第12話
え、え、アタシ荒木さんにキスされてる!!
突然のことに驚いて荒木の胸板を押し返そうと腕に力をこめるが、そんな非力はなんの役にも立たない。
無理矢理こじ開けられた唇の間からねっとりとした荒木の舌が入って強引に絡められる。
「はぁ…」
荒木の吐息が聞こえ、思考がおかしくなっていく。
甘いキスだった。
不覚にも受け入れてしまう自分がいた。唇が解放された後も、荒木にしがみついたまま暫く動くことが出来ない。
それを承諾の合図とみなした荒木の行動は、更にエスカレートしていく。
「すぐそこうちだから今日は泊まっていきなよ。」
「でも...」
耳元で囁かれ、腰に腕を回して半ば強制的にお持ち帰りされてしまう。
もうどうにでもなれっ
アルコールにやられた体はだるく、足が異常に重たく感じた。歩く事すら億劫で、全体重を荒木にかけたまま何とか足を前に出している。
これが良くない事だと頭の片隅では分かっているのに、今すぐにでも横になりたい一心で拒否する事すら出来ない。
「もぉ眠いですぅ...。すみませんが玄関先でいいんで泊めて下さい...ふぅ...」
「玄関先?最初がそれ?...それもいいかもね」
荒木の表情まで窺う余裕はなかったが、明らかに言葉尻はイヤらしい意味合いが込められている。......その時は全く気にする余裕はなかったけれど。
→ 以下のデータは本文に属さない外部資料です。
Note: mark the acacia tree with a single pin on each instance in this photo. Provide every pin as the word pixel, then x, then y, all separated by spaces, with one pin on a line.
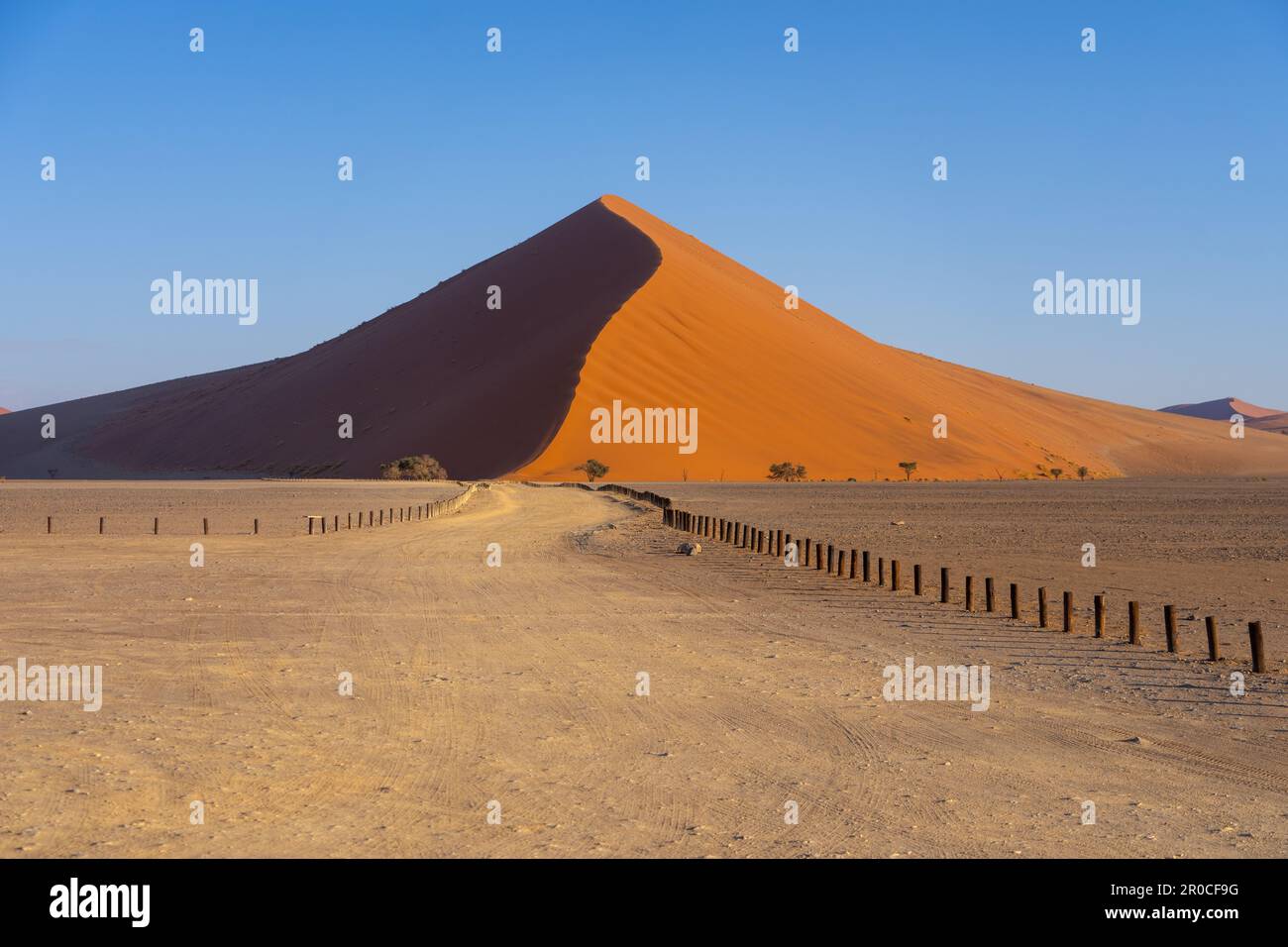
pixel 592 470
pixel 786 472
pixel 419 467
遠くに見えていたコンビニに立ち寄って、2リットルの水のペットボトルと滋養強壮飲料を2つ買い込んだ。
マンションに着くと、エレベーターのボタンを押した。
「2階なんだけど歩けないでしょ?」
荒木は完全に寝に入ったアタシを片手で必死に支えながら買ったばかりの滋養強壮飲料を一気に飲み干した。
「久しぶりだからね、頑張っちゃおうかな...」
荒木は自分に言い聞かせるように呟くと、ドアを開けて段差のほとんどない玄関にアタシの体を横たえた。
「ふぅ...」
買ってきた水を冷蔵庫に入れてからスーツのジャケットを脱ぐと、ゆっくりとした足取りで玄関先に戻ってくる。
微かに残っている意識の中で荒木が響かせる様々な音が、子守歌のようにアタシを眠りに誘う。
「柳井、ベットで寝ろよ」
荒木が体を揺り動かした反動で、シャツの第3ボタンが外れて胸の谷間とブラジャーが覗いた。
「ヤバい...」
切羽詰まった荒木の切ない吐息が顔から少しずつ下に降りていき、胸の辺りで止まる。
「ぅう...ん」
長くしなやかな荒木の指がアタシのシャツのボタンを外していく。
下着の上から胸の膨らみをなぞり、そのままやんわりと手のひら全体で揉んだ。
「ここもいいんだけど...さ…」
上擦った声で呟くと、アタシを軽々と抱き上げた。